DSCT and MRI data analysis
Two independent readers blindly assessed DSCT and MRI exams. In each individual images showing the largest and smallest left atrial cavity areas were visually determined and manually marked as the images representing end-diastolic and end-systolic phases, respectively. On these axial images observers manually traced left atrial boundaries using Argus software. The atrial appendage was included in the volumetric analysis whereas the pulmonary veins were excluded from the calculation (22). Left atrial end-diastolic volume (EDV), end-systolic volume (ESV), and ejection fraction (EF) were estimated for all heart transplant recipients using Simpson’s method (23). Length of time needed for manual contouring was recorded for each imaging technique.
Statistical analysis
Normal distribution of data was assessed with the Shapiro-Wilk test. Data are summarized as mean ± standard deviation. Paired sample Student t test was utilized to estimate left atrial parameter differences for respective DSCT and MRI values. For linear correlation analysis the Pearson correlation coefficient R was calculated defining correlation as poor (r = 0-0.09), minimal (r = 0.1–0.40), moderate (r = 0.41–0.60), good (r = 0.61–0.80) and excellent (r = 0.81–1.0). Bland and Altman plots including mean differences and limits of agreement were generated to ascertain the degree of agreement between DSCT and MRI results for each pair of left atrial parameters (24).
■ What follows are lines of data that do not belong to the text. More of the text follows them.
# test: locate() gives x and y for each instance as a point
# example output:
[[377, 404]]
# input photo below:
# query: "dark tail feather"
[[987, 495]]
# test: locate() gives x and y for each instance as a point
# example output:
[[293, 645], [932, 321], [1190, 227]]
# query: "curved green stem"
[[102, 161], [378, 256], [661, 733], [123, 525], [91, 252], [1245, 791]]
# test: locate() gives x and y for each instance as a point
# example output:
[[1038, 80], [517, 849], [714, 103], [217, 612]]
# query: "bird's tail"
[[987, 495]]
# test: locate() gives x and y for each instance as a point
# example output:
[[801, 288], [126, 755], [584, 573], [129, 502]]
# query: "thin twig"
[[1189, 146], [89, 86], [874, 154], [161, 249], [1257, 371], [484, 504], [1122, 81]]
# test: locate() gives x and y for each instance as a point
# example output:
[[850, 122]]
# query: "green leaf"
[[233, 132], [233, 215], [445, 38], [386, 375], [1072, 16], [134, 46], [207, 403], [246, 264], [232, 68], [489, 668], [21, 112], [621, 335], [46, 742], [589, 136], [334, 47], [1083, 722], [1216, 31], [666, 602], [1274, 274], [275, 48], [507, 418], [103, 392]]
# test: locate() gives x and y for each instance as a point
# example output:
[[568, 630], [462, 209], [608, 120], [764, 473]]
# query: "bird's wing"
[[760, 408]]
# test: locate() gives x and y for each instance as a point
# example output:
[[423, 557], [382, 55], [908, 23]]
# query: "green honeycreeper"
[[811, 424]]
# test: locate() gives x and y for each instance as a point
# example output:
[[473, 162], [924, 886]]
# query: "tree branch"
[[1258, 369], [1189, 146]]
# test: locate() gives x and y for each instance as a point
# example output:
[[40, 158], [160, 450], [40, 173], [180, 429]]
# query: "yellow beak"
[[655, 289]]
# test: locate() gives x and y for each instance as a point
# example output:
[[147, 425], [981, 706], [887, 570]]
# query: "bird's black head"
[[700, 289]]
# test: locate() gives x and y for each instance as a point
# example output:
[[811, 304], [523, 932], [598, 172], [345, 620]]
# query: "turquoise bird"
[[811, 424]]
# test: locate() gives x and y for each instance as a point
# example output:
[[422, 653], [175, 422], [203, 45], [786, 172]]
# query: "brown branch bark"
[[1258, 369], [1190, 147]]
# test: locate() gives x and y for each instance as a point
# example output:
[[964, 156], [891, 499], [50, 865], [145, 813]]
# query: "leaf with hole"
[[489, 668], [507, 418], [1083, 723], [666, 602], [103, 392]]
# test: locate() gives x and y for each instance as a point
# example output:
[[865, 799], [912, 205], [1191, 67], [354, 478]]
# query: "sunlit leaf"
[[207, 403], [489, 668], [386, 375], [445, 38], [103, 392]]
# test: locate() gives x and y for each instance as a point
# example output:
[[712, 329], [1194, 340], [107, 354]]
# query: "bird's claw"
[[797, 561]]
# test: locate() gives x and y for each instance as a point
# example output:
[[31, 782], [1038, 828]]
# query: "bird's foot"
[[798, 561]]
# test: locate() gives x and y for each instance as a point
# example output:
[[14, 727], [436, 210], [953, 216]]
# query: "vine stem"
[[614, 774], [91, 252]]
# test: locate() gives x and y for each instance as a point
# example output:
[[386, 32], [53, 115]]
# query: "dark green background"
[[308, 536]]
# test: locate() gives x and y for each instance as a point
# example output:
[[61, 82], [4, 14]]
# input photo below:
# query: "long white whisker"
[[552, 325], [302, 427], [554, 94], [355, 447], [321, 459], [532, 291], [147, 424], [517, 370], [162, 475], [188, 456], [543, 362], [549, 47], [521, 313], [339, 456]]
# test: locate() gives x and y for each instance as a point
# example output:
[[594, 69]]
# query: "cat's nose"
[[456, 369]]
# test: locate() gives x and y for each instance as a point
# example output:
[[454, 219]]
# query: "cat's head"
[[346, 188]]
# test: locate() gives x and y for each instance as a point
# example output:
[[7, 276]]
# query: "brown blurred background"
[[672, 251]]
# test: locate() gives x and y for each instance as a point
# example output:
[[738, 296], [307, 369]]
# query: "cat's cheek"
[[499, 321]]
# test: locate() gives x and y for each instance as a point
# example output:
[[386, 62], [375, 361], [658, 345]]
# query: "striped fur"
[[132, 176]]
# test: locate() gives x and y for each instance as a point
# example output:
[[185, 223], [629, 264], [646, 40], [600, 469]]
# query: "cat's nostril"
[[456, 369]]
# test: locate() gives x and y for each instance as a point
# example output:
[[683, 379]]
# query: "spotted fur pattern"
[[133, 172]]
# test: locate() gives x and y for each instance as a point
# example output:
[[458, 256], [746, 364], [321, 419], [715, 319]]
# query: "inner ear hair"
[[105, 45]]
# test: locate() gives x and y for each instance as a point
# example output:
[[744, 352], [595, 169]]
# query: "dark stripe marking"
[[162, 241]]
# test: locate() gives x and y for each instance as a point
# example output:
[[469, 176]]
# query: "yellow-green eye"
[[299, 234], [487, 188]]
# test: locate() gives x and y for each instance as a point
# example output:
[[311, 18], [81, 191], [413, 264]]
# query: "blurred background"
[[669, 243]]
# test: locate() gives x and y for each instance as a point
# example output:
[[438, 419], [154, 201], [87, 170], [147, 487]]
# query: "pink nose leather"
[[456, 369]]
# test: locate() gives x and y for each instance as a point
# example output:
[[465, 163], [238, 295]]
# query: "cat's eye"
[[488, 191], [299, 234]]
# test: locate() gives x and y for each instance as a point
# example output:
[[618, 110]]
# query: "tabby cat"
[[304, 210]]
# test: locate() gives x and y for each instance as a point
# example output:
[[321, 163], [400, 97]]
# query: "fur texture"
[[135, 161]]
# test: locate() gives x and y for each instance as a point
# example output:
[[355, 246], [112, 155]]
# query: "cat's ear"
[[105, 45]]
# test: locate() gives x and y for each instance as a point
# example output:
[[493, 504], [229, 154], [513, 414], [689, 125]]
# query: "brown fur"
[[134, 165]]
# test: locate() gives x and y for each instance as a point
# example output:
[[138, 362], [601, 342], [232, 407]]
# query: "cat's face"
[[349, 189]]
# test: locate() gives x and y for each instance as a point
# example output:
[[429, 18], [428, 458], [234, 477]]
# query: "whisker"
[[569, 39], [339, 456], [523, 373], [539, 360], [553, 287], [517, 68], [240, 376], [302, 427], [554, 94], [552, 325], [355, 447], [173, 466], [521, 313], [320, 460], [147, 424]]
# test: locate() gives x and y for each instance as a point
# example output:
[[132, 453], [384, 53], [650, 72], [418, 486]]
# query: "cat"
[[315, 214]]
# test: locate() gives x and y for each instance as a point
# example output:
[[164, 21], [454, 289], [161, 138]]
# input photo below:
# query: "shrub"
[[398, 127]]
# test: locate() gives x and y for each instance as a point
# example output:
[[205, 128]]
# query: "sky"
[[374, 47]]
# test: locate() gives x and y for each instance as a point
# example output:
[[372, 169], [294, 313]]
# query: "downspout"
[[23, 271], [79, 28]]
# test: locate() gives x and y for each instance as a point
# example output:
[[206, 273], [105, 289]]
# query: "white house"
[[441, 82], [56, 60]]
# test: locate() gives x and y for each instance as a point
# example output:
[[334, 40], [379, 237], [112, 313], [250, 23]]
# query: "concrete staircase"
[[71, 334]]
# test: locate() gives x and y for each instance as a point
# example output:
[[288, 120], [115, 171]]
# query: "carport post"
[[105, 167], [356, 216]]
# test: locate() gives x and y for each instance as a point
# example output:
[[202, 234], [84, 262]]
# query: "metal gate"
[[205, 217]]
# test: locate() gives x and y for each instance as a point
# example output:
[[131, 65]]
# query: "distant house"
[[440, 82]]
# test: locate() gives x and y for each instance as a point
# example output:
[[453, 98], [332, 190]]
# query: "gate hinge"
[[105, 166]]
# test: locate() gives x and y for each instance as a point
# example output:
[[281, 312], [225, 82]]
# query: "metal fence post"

Calculation of concordance correlation coefficient (CCC) allowed assessing degree of concordance for each measured variable and estimating interobserver variability (25). The CCC can range from 0 to 1, with CCC of zero representing no agreement and CCC of 1 meaning perfect reliability. A p-value equal or less than 0.05 was considered statistically significant. Data analysis was performed using commercially available statistical software packages (MedCalc, Version 9.3.0.0. MedCalc Software; Mariakerke, Belgium and SPSS for Windows, Version 15.0/SPSS Inc., Chicago, IL, USA).